Dear Readers..
ByDear readers,
Man’s search for meaning—This, said famed neurologist Viktor Frankl, was man’s true pursuit. Not the pursuit of pleasure, not the pursuit of money.
He realized this in the concentration camps during the Holocaust. He found that people who had a reason to live or who found purpose in the suffering were a lot more likely to survive.
On a base level, we pursue pleasure, but if one digs deeper, we’re searching for meaning. Where can a Jew find meaning? In the search for truth.
Take Jewish unity for example. It isn’t a feel-good slogan we say so we can get more done or to get along. The Jewish people really are one body, each of us is part of Kenesses Yisrael. When we connect with another, we are connecting to ourselves—just in a separate body.
This is so true that it is reflected in halachah. One who was already yotzei kiddush can still make kiddush for someone who wasn’t yotzei because “kol Yisrael areivin ze lazeh—all of Israel are responsible one for the other.” If another yid hasn’t heard kiddush or put on tefillin or didn’t light Shabbos candles, our mitzvah is lacking.
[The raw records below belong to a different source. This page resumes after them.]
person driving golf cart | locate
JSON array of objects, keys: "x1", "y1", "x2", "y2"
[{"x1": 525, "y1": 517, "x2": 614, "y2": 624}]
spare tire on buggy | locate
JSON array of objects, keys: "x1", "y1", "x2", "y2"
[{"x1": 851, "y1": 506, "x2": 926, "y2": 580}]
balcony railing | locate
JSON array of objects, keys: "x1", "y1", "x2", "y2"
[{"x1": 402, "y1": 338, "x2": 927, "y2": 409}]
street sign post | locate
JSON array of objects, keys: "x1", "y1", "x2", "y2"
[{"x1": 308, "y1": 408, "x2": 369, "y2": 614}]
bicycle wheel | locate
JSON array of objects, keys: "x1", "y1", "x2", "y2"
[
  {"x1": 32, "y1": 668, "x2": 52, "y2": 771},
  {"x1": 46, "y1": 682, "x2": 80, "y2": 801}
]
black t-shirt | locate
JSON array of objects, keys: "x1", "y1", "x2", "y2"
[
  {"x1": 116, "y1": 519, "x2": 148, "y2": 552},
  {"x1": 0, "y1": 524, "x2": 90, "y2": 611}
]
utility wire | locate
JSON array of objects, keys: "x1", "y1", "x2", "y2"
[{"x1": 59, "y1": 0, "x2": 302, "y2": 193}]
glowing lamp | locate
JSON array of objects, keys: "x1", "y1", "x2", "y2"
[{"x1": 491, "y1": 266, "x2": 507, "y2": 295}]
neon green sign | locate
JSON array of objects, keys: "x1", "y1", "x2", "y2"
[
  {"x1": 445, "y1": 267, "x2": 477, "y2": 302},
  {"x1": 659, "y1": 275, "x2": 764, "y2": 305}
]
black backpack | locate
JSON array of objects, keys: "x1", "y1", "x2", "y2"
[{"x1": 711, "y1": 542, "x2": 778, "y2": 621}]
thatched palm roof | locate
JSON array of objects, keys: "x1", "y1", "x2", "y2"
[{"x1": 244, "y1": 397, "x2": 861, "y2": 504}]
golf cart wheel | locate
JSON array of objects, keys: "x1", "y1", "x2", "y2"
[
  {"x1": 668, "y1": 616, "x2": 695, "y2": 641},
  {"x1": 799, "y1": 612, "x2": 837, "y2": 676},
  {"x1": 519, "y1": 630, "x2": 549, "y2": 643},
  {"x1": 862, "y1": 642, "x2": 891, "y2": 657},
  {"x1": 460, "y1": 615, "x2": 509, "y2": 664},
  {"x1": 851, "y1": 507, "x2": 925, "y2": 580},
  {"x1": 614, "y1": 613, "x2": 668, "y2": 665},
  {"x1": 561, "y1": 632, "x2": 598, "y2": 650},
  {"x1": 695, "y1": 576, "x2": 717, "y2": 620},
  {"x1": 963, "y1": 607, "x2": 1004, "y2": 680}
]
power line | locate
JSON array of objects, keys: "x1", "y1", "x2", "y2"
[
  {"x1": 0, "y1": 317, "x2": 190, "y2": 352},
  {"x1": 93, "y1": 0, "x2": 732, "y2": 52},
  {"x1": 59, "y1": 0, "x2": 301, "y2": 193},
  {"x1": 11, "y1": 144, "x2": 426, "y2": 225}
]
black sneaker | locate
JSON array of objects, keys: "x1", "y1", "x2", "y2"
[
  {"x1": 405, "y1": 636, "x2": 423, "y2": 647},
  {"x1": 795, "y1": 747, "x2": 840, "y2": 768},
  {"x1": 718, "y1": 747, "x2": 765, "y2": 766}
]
When we do something, positive or negative, it affects every other member of Klal Yisrael. We are in the same boat. I used to hate when my principal used that analogy to explain why everyone was being punished, but he was right. We are in one boat.
Focusing on this reality can help us overcome our instinctive self-centeredness.
The same is true regarding our belief in the Creator. We don’t believe in one because it gives us calm or because it makes us feel good. We believe in a Creator because this world was created. And this Creator really did communicate what He expects from us in the Torah.
And ultimately the Mashiach really will come.